Unlike the response to previous shootings, Trump promised action during an emotional listening session Wednesday — which aired live on all major TV networks for about an hour — with parents, educators, and students who have experienced shootings. “It’s not going to be talk like it has been in the past,” he said, hearing pleas from the attendees, who at times spoke through tears, begging the administration for solutions.

“We’re going to be very strong on background checks...very strong emphasis on the mental health of somebody, and we are going to do plenty of other things,” Trump said, later bringing up training teachers for a “concealed carry” firearm as a potential solution.

The White House is considering a few different measures, including a narrow, National Rifle Association–backed, bipartisan bill in Congress to reinforce the background check system.

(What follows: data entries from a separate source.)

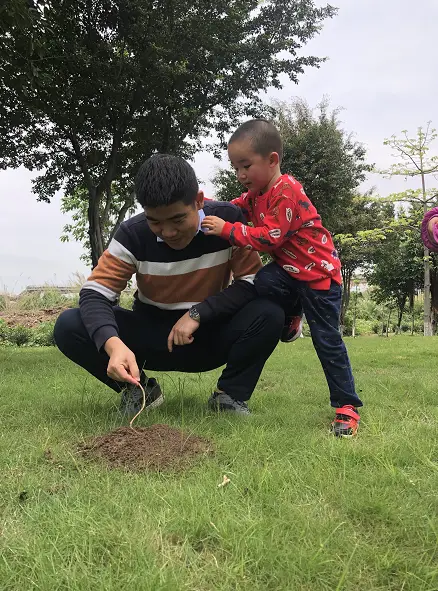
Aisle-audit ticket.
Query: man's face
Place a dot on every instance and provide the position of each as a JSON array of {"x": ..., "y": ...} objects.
[
  {"x": 176, "y": 224},
  {"x": 253, "y": 170}
]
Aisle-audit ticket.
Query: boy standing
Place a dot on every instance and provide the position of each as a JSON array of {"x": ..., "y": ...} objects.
[{"x": 307, "y": 267}]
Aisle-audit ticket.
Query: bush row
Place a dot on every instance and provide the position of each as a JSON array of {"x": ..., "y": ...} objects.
[{"x": 40, "y": 336}]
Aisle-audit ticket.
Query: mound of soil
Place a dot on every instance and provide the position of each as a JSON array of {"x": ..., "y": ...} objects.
[{"x": 158, "y": 447}]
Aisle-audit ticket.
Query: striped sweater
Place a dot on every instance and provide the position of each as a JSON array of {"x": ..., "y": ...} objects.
[{"x": 167, "y": 279}]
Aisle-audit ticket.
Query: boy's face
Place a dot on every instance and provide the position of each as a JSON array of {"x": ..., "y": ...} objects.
[
  {"x": 176, "y": 224},
  {"x": 253, "y": 170}
]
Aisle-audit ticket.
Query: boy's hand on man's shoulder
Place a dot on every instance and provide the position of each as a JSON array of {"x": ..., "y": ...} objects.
[
  {"x": 213, "y": 225},
  {"x": 182, "y": 332}
]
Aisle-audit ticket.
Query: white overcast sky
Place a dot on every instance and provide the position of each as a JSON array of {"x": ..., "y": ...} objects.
[{"x": 381, "y": 70}]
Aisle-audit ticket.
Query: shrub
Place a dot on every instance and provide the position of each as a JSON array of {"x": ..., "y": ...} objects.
[
  {"x": 47, "y": 299},
  {"x": 19, "y": 335}
]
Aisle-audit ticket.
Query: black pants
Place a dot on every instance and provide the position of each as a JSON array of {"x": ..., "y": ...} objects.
[
  {"x": 243, "y": 342},
  {"x": 322, "y": 309}
]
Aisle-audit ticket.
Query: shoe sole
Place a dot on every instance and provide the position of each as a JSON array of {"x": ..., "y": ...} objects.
[
  {"x": 297, "y": 336},
  {"x": 156, "y": 403}
]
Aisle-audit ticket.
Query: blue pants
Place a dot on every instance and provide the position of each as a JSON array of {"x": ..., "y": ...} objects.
[{"x": 322, "y": 310}]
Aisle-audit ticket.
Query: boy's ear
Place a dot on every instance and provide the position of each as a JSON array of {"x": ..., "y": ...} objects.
[
  {"x": 200, "y": 200},
  {"x": 274, "y": 159}
]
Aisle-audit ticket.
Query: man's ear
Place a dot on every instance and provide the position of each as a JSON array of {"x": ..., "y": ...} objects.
[
  {"x": 199, "y": 200},
  {"x": 274, "y": 159}
]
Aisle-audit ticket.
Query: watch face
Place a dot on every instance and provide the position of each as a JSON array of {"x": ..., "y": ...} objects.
[{"x": 194, "y": 314}]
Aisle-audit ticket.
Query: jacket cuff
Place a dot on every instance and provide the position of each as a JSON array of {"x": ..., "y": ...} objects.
[
  {"x": 205, "y": 312},
  {"x": 226, "y": 230},
  {"x": 102, "y": 334}
]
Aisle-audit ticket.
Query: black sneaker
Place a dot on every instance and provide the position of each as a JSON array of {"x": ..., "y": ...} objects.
[
  {"x": 132, "y": 397},
  {"x": 220, "y": 401}
]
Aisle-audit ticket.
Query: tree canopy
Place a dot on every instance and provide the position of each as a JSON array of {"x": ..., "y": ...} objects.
[{"x": 90, "y": 88}]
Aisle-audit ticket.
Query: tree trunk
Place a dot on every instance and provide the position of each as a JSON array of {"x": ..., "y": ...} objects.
[
  {"x": 94, "y": 228},
  {"x": 401, "y": 304},
  {"x": 427, "y": 302},
  {"x": 388, "y": 321}
]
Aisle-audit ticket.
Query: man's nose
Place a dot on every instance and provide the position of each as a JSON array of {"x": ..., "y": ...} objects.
[{"x": 168, "y": 233}]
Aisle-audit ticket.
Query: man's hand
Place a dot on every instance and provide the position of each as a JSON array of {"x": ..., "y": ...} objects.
[
  {"x": 430, "y": 227},
  {"x": 182, "y": 332},
  {"x": 122, "y": 365},
  {"x": 213, "y": 225}
]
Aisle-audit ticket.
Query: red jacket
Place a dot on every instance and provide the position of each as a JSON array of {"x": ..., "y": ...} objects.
[{"x": 288, "y": 227}]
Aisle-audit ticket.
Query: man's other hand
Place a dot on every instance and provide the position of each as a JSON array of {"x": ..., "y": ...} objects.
[{"x": 122, "y": 365}]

Trump has also called on the Department of Justice to finalize regulations to ban "bump stocks," but it’s unclear if the agency would even have the authority to enforce such a ban. And Trump has also not ruled out raising the minimum age for buying semiautomatic weapons, which he alluded to during Wednesday’s listening session.

The session came after the survivors of last week's school shooting in Florida launched a wall-to-wall media campaign to advocate for gun control, doing interviews on TV and radio, using social media, and writing op-eds in major newspapers. Trump could not have missed it: He spent much of the long weekend at his club Mar-a-Lago, about 40 miles from where the shooting occurred, tweeting and watching cable news. He also visited some of the victims of the shooting.

The president has been swayed into action by cable news coverage of violence in the past. The images of suffering Syrian civilians in part convinced Trump to authorize airstrikes in Syria in April of last year. Trump at the time dwelled on the youngest victims of a chemical weapons attack. “When you kill innocent children, innocent babies, babies, little babies, with a chemical gas that is so lethal — people were shocked to hear what gas it was,” he said from the Rose Garden.

The circumstances of last week’s shooting, compared to those in Las Vegas or Texas, also put children at the forefront. And by being specifically tied to a school, Trump was able to take in proposals during Wednesday’s listening session that were more narrowly focused than potential proposals to prevent attacks like those in 2017.

On Wednesday, hundreds of students walked out of classes and marched with the Parkland shooting survivors to the US Capitol demanding change. Some survivors — though not the ones who have been most vocal in the media — also participated in the White House listening session, and others will participate in a CNN town hall in the evening.

The Parkland shooting isn’t the first school shooting during Trump’s administration, but it was the deadliest, and the age of the victims and ease with which the shooter walked into the school has bothered Trump, according to a source close to the White House.

“I met with some of the survivors and their families, and I was moved — greatly moved, greatly moved,” Trump said Tuesday of his visit.

While the president was at his club, the shooting was a big topic of discussion among members, who "are upset at the FBI, and local police, who were alerted about the shooter Cruz’s behavior, and did nothing," as one Mar-a-Lago member put it to BuzzFeed News. "They obviously did not remove his guns."

Trump may also just have a moment to do something popular. Latest polling also shows that support for tighter restrictions on guns is at an all-time high, according to a Quinnipiac University survey released Tuesday that showed support for universal background checks at 97% among gun owners who were polled.

On certain measures up for consideration, such as the narrow background check proposal in the Senate, a source close to the administration said Trump has little to lose by acting swiftly in the wake of the Parkland shooting. “Heck, even the NRA agrees.”

But Trump’s calls for quick action don’t always last long. Wednesday’s televised listening session, and Trump’s apparent openness to a wide range of ideas, resembled a similar open negotiating meeting the White House held with members of Congress in January to come to a broad deal on immigration policy. Those negotiations, just over a month later, are stalled.